Take, for example, finding basic software to accurately and easily track costs on a field-by-field basis. You and each employee can quickly jot a digital note to record every spray, irrigation event, tree training or cultivation that happens. Although it may not appear to revolutionize your operation, it may actually help you identify problems you were unaware of and opportunities for improvement.

Magenheim often observes that, “Few growers try to figure out budgets versus actuals. So, as long as they are relatively close at the end of the year on the whole budget, it doesn’t matter if they spent double what they thought on this field and half on that field. But what is the point of putting a budget together and how do you know where to improve?” An annual spend of a couple hundred dollars for activity and cost-tracking software could help you identify thousands being lost by equipment downtime, employee performance disparities, irrigation scheduling problems or product procurement issues.

Building on Success

This kind of technology can add further value as it guides you to and helps you evaluate the performance of subsequent ag tech investments. The newly implemented technology and practices can be measured against your previous methods because you have baseline financial data for comparison. As the management consultant Peter Drucker famously stated, “If you can’t measure it, you can’t improve it.”

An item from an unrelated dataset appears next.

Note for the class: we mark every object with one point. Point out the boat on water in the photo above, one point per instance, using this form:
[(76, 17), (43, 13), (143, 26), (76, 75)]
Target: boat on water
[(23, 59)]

By setting ambitious business goals, stepwise plans to achieve them, and starting with small, manageable technology steps toward those goals, you will be able to achieve successes and build upon them. A few successful implementations under your belt will give you greater clarity and confidence that your business goals and technology roadmap are leading you in the right direction. Before long, you may find that your farm is that “farm of the future” that seemed so far from reality.